Cela nous a amené naturellement à nous occuper nous-mêmes de traduire Capitaine Train en cinq langues. Ça a pas mal d’avantages :
- La traduction est correcte : le texte en allemand est compréhensible par des Allemands 1 ; on évite le syndrome de l’anglais scolaire ;
- La traduction est exacte : les traducteurs connaissent le produit et le métier, peuvent se faire expliquer les détails, et tester eux-mêmes leurs traductions ;
- Les formulations sur les différentes apps et le site sont cohérentes : tout est écrit par le même groupe de quelques personnes ;
- Les traducteurs peuvent repérer et corriger eux-mêmes les erreurs ;
- Pendant le développement, les traducteurs peuvent signaler qu’une fonctionnalité doit être modifiée pour être correctement localisée, par exemple si le design ne permet pas de s’adapter à la formulation spécifique dans cette langue ;
- La traduction d’une nouvelle fonctionnalité peut se faire en quelque heures, juste le temps d’en discuter ;
Ceux qui ont déjà eu à traduire des logiciels le voient bien : c’est beaucoup, beaucoup plus souple qu’une agence externe. Et certainement moins cher.
Traduire au quotidien
Côté technique, nous utilisons localeapp3 pour traduire et synchroniser les textes des applis ; sur chacun des projets (webapp, Android et iOS), un script en extrait les traductions nécessaires.
Chez Capitaine Train, les développeurs sont leurs propres chefs de projet ; c’est un résumé simplificateur, et ça fera peut-être l’objet d’un autre article, mais c’est le cas pour la localisation. Après avoir codé une nouvelle fonctionnalité, le développeur prend en charge l’intégration des traductions ; en général, ça se passe pendant que la Merge Request est relue et testée par les autres membre de l’équipe.
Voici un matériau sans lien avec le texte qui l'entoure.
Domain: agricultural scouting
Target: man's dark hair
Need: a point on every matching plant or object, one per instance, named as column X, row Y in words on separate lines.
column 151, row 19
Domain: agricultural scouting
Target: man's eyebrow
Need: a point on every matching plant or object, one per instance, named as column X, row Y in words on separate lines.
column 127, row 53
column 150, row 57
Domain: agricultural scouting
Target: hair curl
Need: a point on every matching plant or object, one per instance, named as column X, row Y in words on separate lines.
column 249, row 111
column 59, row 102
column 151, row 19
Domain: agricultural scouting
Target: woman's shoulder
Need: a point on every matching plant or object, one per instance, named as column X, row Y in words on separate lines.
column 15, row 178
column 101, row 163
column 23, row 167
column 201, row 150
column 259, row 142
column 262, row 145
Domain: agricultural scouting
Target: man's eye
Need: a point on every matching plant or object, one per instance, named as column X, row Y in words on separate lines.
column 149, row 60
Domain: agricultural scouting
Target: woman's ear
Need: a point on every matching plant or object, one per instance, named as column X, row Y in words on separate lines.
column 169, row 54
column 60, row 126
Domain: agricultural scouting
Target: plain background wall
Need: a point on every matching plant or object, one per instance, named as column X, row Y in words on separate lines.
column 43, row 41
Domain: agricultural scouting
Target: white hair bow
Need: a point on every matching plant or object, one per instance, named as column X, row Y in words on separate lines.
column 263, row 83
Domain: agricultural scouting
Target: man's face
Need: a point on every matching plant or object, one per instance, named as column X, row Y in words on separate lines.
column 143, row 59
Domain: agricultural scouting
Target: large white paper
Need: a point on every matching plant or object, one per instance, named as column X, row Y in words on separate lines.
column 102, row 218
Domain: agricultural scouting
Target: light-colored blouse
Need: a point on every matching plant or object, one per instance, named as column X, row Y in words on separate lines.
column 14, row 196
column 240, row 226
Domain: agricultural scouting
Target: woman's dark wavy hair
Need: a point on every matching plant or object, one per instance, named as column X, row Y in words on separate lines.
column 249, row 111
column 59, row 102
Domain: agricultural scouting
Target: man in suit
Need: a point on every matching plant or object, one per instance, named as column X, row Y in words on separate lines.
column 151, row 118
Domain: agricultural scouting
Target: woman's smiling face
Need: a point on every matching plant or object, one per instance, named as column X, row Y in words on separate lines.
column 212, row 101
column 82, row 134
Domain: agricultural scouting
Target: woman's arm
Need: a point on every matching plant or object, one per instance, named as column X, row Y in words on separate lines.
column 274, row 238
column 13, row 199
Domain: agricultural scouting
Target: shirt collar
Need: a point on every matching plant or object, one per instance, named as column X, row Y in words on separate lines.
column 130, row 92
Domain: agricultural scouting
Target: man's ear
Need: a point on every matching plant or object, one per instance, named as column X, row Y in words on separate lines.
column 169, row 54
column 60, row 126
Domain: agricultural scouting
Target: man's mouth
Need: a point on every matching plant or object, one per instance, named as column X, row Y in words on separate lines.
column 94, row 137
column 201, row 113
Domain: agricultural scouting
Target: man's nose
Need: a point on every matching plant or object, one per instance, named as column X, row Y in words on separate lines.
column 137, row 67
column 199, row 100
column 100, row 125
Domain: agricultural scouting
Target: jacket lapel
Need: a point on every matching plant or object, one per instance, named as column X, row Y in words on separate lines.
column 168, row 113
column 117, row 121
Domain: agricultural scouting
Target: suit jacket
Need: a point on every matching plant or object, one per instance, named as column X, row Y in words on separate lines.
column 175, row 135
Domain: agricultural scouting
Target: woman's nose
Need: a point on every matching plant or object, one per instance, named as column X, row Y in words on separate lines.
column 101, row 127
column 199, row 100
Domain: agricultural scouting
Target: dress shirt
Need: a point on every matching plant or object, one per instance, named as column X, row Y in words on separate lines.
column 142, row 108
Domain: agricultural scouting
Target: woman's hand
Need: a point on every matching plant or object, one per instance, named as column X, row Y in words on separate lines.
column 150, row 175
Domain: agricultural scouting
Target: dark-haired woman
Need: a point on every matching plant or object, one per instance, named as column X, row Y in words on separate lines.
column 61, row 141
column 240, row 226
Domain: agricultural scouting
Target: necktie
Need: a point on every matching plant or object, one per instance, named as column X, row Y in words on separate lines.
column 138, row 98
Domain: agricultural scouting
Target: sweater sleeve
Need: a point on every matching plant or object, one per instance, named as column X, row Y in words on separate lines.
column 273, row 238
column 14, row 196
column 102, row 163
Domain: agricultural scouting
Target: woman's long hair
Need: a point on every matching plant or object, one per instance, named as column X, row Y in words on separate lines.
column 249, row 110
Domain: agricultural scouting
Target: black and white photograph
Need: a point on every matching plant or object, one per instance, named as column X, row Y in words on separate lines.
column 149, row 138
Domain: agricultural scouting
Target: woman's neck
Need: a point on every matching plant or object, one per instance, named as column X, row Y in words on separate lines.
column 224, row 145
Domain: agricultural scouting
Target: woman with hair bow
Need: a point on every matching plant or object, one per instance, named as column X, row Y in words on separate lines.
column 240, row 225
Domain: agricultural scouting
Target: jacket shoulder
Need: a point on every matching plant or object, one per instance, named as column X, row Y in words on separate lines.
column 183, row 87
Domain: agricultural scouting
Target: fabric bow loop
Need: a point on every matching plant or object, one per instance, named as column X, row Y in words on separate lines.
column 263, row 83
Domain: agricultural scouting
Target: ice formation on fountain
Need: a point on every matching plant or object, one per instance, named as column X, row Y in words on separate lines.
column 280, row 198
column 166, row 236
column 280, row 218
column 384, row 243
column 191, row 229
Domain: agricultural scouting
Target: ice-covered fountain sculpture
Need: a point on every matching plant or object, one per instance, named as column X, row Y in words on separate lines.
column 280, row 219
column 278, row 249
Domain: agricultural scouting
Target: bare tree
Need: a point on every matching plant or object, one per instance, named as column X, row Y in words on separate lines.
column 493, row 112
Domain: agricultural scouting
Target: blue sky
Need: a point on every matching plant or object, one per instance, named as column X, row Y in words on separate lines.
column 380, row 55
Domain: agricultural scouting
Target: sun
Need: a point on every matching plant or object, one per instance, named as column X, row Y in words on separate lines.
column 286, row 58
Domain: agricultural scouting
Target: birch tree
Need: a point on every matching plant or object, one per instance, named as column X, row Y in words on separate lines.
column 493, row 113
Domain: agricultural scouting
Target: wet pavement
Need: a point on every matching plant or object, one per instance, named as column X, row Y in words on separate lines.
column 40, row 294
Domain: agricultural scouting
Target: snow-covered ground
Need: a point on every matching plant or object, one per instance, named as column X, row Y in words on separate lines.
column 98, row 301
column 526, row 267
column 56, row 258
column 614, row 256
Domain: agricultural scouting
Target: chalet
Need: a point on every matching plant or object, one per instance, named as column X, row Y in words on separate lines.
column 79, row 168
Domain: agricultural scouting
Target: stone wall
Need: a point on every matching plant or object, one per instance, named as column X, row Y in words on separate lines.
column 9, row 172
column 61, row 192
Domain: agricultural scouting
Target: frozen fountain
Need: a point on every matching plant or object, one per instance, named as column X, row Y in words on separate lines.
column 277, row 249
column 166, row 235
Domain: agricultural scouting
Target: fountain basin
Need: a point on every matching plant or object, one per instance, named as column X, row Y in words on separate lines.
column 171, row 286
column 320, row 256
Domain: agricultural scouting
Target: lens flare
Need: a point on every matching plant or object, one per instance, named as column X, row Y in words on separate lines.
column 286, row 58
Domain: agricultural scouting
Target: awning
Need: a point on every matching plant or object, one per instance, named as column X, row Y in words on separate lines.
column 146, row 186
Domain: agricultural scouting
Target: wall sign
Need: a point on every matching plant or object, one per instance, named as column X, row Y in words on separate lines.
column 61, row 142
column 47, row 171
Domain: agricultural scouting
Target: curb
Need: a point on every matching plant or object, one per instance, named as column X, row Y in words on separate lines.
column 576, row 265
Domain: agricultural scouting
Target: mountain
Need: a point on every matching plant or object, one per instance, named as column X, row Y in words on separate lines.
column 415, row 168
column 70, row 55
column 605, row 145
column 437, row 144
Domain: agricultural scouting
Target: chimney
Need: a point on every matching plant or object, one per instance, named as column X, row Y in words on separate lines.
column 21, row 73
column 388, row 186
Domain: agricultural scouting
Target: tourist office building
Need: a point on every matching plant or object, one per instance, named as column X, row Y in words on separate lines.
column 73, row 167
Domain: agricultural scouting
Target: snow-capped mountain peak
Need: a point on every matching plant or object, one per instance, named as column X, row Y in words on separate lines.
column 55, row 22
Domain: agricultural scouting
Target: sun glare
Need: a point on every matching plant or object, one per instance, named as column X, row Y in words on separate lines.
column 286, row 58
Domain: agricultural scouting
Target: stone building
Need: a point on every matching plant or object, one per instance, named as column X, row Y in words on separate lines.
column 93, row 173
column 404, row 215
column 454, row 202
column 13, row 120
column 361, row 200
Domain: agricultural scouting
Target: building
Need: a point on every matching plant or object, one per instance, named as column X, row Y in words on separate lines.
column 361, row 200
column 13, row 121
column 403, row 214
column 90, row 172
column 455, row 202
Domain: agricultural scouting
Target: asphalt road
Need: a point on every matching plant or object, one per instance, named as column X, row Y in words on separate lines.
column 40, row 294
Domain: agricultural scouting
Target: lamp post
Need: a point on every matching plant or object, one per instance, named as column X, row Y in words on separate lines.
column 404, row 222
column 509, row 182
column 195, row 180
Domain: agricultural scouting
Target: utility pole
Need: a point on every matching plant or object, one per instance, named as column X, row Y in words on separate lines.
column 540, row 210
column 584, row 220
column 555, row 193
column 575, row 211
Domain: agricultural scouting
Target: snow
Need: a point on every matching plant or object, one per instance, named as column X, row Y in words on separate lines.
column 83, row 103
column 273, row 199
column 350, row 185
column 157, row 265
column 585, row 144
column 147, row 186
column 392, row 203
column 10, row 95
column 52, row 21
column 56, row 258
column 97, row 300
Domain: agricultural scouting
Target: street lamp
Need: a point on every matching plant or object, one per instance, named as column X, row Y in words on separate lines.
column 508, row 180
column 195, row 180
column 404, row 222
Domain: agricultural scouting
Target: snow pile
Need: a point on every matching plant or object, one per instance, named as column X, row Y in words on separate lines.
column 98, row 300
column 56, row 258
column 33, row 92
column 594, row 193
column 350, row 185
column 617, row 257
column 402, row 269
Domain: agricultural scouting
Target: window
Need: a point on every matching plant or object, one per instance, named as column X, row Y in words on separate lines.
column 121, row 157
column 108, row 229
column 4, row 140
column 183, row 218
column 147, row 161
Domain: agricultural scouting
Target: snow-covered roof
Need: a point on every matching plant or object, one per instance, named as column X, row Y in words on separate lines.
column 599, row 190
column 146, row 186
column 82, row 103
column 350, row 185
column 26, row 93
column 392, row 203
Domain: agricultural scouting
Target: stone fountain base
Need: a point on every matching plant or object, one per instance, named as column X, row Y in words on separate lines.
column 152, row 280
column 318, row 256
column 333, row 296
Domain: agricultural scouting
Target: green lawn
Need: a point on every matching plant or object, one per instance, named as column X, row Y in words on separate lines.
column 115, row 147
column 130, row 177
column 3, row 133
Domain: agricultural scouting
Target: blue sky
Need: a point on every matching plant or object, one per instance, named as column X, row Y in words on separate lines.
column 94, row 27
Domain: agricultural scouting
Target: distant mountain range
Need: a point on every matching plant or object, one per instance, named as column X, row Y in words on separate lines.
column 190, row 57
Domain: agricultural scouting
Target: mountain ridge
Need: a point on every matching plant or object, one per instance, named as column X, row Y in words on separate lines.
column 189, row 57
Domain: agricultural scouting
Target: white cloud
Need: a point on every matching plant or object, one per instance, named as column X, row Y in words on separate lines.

L’étape de traduction consiste à :
- Ajouter les nouvelles entrées dans localeapp, avec une version française ou anglaise des textes ;
- Avertir les traducteurs et rédacteurs sur le channel #i18n2 sur Slack, en donnant les liens vers localeapp et en expliquant la nouveauté ;
- Le cas échéant, prendre en compte les remarques des traducteurs sur le design et le fonctionnement ;
- Intégrer les traductions dans le projet, et ajouter un commit “[i18n] Add translations” à la Merge Request ;
C’est tout, et il y a encore un avantage à ce procédé : aucune fonctionnalité ne peut être publiée sans sa traduction complète.
Ce n’est pas magique
Si cette solution s’est imposée, c’est aussi pour des raisons particulières à Capitaine Train. Premièrement, Capitaine Train a besoin de personnes parlant allemand, italien, espagnol pour plein d’autres raisons : pour le service client, les relations avec les transporteurs nationaux, et tout le Country Management au sens large. Par conséquent, il y a déjà dans l’équipe des gens parlant la langue et maitrisant le vocabulaire métier, et donc capables de gérer la traduction en temps réel. Deuxièmement, les applis n’étaient traduites qu’en cinq langues ; au-delà, les avantages de cohérence et de rapidité s’estompent peut-être.
Nous avons travaillé de cette façon pendant environ 4 ans. Par rapport à tout ce que j’ai pu voir ailleurs, c’est un confort extraordinaire. Au fond, le luxe de cette méthode, finalement toute simple, c’est le cycle court entre les développeurs et les traducteurs. C’est cette facilité de coopération entre les équipes qui permet à la fois d’avoir une localisation de qualité tout en publiant les nouveautés rapidement.
- En allemand, faut-il dire “Sie” ou “Du” à un client ? Vous avez deux heures.
- “i18n” signifie “Internationalisation” dans le jargon. En principe, “traduction”, “localisation” et “internationalisation” sont des concepts distincts. Ici, je les utilise de façon interchangeable, puisque justement tout est intégré.
- localeapp fait le job, mais au jour le jour, nous étions vraiment frustrés par disons… ses petites particularités ergonomiques. Certains d’entre nous se sont même lancés dans l’écriture d’un clone mais en mieux, lugh.